—Oui, mademoiselle, si vous daignez l’accepter; n’est-ce pas aujourd’hui votre fête?

—Si je daigne l’accepter! Pouvez-vous en douter?... Refuserais-je celui qui m’a sauvé la vie? Ah! mon cher André, voilà le bouquet qui me fait le plus de plaisir, avec celui que maman m’a donné.

—Son cher André! Elle m’appelle son cher André!... Je ne sais plus où j’en suis... Je crois que je lui prends la main, que je la presse avec ivresse dans les miennes... Mais on vient... J’entends aboyer César... Grand Dieu! c’est M. le comte... Je m’éloigne précipitamment d’Adolphine, je cours à une porte... Je crois éviter la présence de celui que je redoute, et je me jette brusquement contre lui.

—Allons! il est dit que ce drôle-là fera toujours des sottises! s’écrie M. de Francornard; il est cause que César ne marche plus que sur trois pattes, et le voilà qui me casse le nez à présent.

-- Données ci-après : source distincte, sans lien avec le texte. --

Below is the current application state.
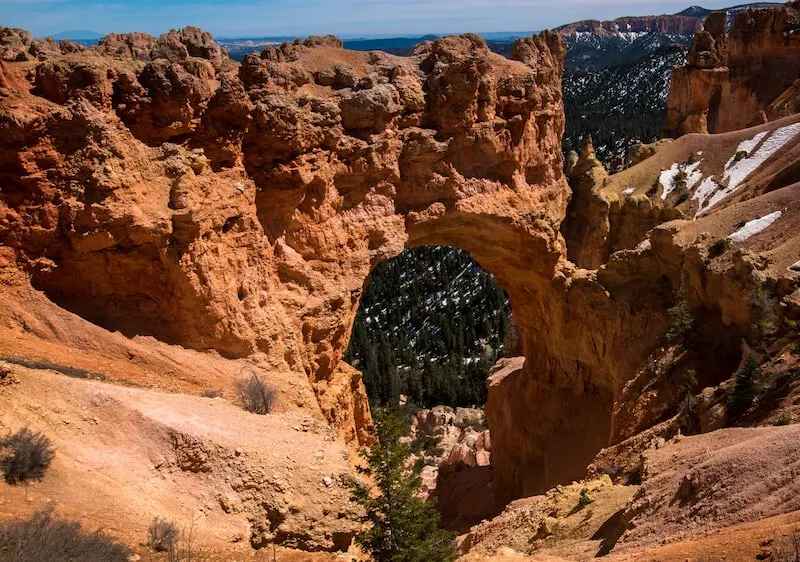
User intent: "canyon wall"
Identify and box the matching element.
[0,15,794,512]
[0,28,592,494]
[664,1,800,137]
[556,15,703,35]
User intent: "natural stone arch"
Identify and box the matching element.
[0,28,648,499]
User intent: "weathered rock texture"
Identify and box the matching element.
[556,15,703,35]
[0,29,580,494]
[0,17,800,516]
[664,1,800,137]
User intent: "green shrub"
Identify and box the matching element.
[672,170,689,190]
[352,410,455,562]
[236,374,278,416]
[0,508,132,562]
[772,412,792,426]
[578,488,594,507]
[666,299,694,342]
[147,517,178,552]
[708,238,731,258]
[729,353,761,416]
[0,426,56,484]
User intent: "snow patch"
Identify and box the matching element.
[728,211,783,242]
[692,177,719,218]
[724,123,800,189]
[658,162,703,200]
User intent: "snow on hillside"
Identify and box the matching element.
[658,162,703,201]
[724,123,800,190]
[563,46,686,167]
[728,211,783,242]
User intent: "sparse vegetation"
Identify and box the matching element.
[728,353,761,416]
[672,168,689,191]
[236,373,278,416]
[0,355,106,381]
[708,238,731,258]
[352,410,455,562]
[750,283,780,344]
[772,412,792,426]
[147,517,178,552]
[666,299,694,342]
[411,426,444,457]
[578,488,594,508]
[0,426,56,484]
[0,507,132,562]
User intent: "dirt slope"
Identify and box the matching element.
[0,366,358,553]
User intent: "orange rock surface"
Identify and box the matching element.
[664,1,800,137]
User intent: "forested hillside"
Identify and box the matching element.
[345,247,510,407]
[562,44,686,169]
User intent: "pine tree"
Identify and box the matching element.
[353,410,455,562]
[730,353,761,416]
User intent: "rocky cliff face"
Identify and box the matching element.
[664,2,800,137]
[0,16,797,520]
[556,15,703,35]
[0,28,567,476]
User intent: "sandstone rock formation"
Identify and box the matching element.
[556,15,703,35]
[0,24,580,496]
[0,16,800,532]
[0,365,360,548]
[664,2,800,137]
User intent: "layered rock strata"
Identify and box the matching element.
[0,17,797,512]
[664,1,800,137]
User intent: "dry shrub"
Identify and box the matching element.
[0,507,132,562]
[236,373,278,415]
[0,426,56,484]
[147,517,178,552]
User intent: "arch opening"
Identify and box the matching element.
[344,246,521,408]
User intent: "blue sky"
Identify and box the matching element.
[0,0,739,37]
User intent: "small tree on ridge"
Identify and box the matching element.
[353,410,455,562]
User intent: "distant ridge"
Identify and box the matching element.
[53,29,103,41]
[675,2,781,18]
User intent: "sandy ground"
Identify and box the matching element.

Quand donc madame la comtesse me débarrassera-t-elle de ce Savoyard?

—Ce drôle!... J’étais si heureux!... Ah! ce mot vient de détruire toute ma joie... il me fait un mal!... Éloignons-nous, et cachons au moins les pleurs qui s’échappent de mes yeux.

Je suis allé me renfermer dans ma chambre. J’y suis depuis longtemps; j’entends les voitures, les cochers, les domestiques qui vont et viennent! ce bruit m’apprend que tout le monde est arrivé; mais que m’importe cette fête? Je ne puis être admis parmi la haute société qui entoure Adolphine, et je ne veux pas non plus me mêler aux domestiques qui encombrent les antichambres. J’ai eu un moment l’idée d’aller trouver Manette; mais pour traverser l’hôtel, je rencontrerais beaucoup de monde, et l’on n’aime pas montrer une figure triste à des gens qui ne songent qu’à rire.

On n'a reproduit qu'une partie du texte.